Each program’s estimated price had to cover the cost of faculty, dean, president, library, and campus safety. After that, they look at which programs had enough majors and students to have every course filled for each year. 

Another important detail that was looked at was which class size would promote the best learning environment and still have enough students to fill the major. They discovered that while a class size of three to four students was not a realistic payoff for the school, a class size of over 100 students would also not be the best learning environment. Instead, the sweet spot seemed to be 10-12 students. 

Using the collected data, Henck and her team could see which programs were operating in the red as well as which ones were operating in medium give back (yellow) and which were operating in significant give back to the university (green).

The CFO found that 29 of 129 were in the red. These were called into high level of review since it wasn’t profitable. Twenty-two courses were in low review; meaning it met or exceeded the threshold of what it cost for all the overhead staff, faculty, and material. That left 78 in the middle. 

The programs in high level of review led to a few courses of action. Some were put as cease to admit, implying that the school cannot keep pouring money into a program that is not full of students. While for other programs, the decision was made that they would continue the program but reduce faculty, staff or other ways of spending. 

There were many programs that had well under 14 students, meaning 3.5 students per year on average. Henck said, “To ensure an optimal classroom experience, we want to ensure that the number of majors and GE courses are proportionate to our enrollment size, while poised for growth. Thus we continue to monitor our offerings, in the context of what is the optimal academic portfolio.”
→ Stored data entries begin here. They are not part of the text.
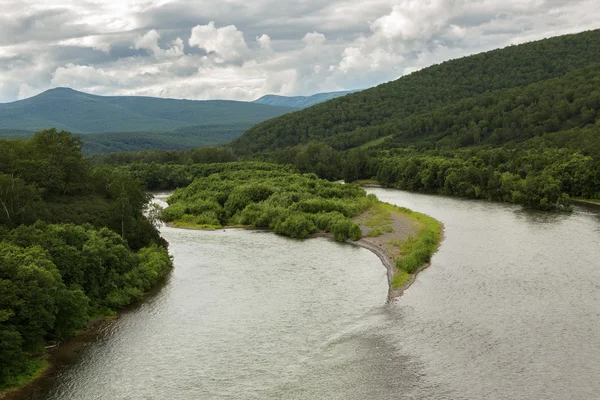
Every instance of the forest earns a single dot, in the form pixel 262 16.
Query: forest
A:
pixel 74 244
pixel 287 203
pixel 469 83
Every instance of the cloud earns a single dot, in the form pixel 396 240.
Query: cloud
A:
pixel 192 49
pixel 314 39
pixel 149 42
pixel 82 77
pixel 265 42
pixel 227 42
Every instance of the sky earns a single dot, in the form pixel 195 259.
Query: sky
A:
pixel 243 49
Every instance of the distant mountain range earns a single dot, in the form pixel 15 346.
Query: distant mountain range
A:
pixel 300 101
pixel 129 123
pixel 79 112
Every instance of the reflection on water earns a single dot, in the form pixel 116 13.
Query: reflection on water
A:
pixel 509 309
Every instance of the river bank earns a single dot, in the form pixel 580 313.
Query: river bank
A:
pixel 394 234
pixel 63 352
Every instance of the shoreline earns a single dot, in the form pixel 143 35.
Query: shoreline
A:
pixel 52 354
pixel 365 242
pixel 386 260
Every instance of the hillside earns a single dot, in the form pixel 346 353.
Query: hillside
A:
pixel 79 112
pixel 433 107
pixel 300 101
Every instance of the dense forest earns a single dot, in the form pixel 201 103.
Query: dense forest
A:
pixel 74 244
pixel 518 124
pixel 271 197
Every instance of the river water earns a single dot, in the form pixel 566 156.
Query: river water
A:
pixel 509 309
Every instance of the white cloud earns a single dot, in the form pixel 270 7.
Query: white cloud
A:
pixel 265 42
pixel 136 47
pixel 314 39
pixel 149 42
pixel 227 42
pixel 81 77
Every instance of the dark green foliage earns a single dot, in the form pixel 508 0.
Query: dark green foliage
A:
pixel 167 176
pixel 358 118
pixel 47 178
pixel 54 275
pixel 517 125
pixel 268 196
pixel 180 139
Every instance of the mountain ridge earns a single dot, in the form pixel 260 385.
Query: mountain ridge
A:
pixel 80 112
pixel 302 101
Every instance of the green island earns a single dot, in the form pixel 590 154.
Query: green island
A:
pixel 302 205
pixel 518 125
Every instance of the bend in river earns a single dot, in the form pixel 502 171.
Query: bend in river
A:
pixel 509 309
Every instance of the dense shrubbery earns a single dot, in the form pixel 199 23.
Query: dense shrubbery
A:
pixel 288 203
pixel 167 176
pixel 54 274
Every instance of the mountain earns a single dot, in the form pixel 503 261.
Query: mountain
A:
pixel 80 112
pixel 490 98
pixel 300 101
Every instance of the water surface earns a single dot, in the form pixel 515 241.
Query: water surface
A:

For programs yet to be sunsetted but marred with a red flag, if there continues to be a very small demand, then one solution may be to combine programs. 

While in the present moment these decisions have been anxiety inducing for some, at the end of the day, Provost Henck believes they were made to benefit the student body long term. 

Programs shift and grow as does the world. This is not an easy thing for any provost to do, let alone in their first year. Henck assures all she is very dedicated to the growth of APU and wants to focus on what we do really well.

She states, “I feel really good about the program viability process the University developed in collaboration with outside experts, It had good integrity and was rooted in enrollment and financial data, as well as faculty workloads. While hard decisions needed to be made, they were done carefully. The CFO and I met individually with leaders of every program that was on high review to explain the process and their program’s data. Our commitment to the integrity of the process continues.” 

Still, some students say they feel there was a lack of transparency about what was happening behind the curtain. Affected students have discussed that had they known their program was going down hill, they may have transferred. Another frustration included having to pay full tuition without getting fully educated in their major. This was a concern since several major related courses were consistently canceled due to low class enrollment. 

Related to this, when specialized equipment for certain programs were brought up, Henck said she was unaware of the TV news equipment in Darling 409, which hasn’t consistently been used across semesters. When it comes to equipment there is an annual review, and there are steps to have shared equipment between programs to be moved between campuses.

While students might have felt left in the dark, APU is taking steps so their employees can best handle issues as sensitive as faculty layoffs. If faculty are not going to be renewed for the next year, they have to be notified by January 31. However, Henck is very committed to ensuring faculty will be notified in November if their programs are at risk and therefore potentially their jobs. 

Through it all, Henck continues to say “When program changes or closures affect the number of faculty and staff required, we treat faculty and staff that are not renewed with adequate notice and dignity. And, always, they are eligible to apply for other APU openings for which they have expertise.”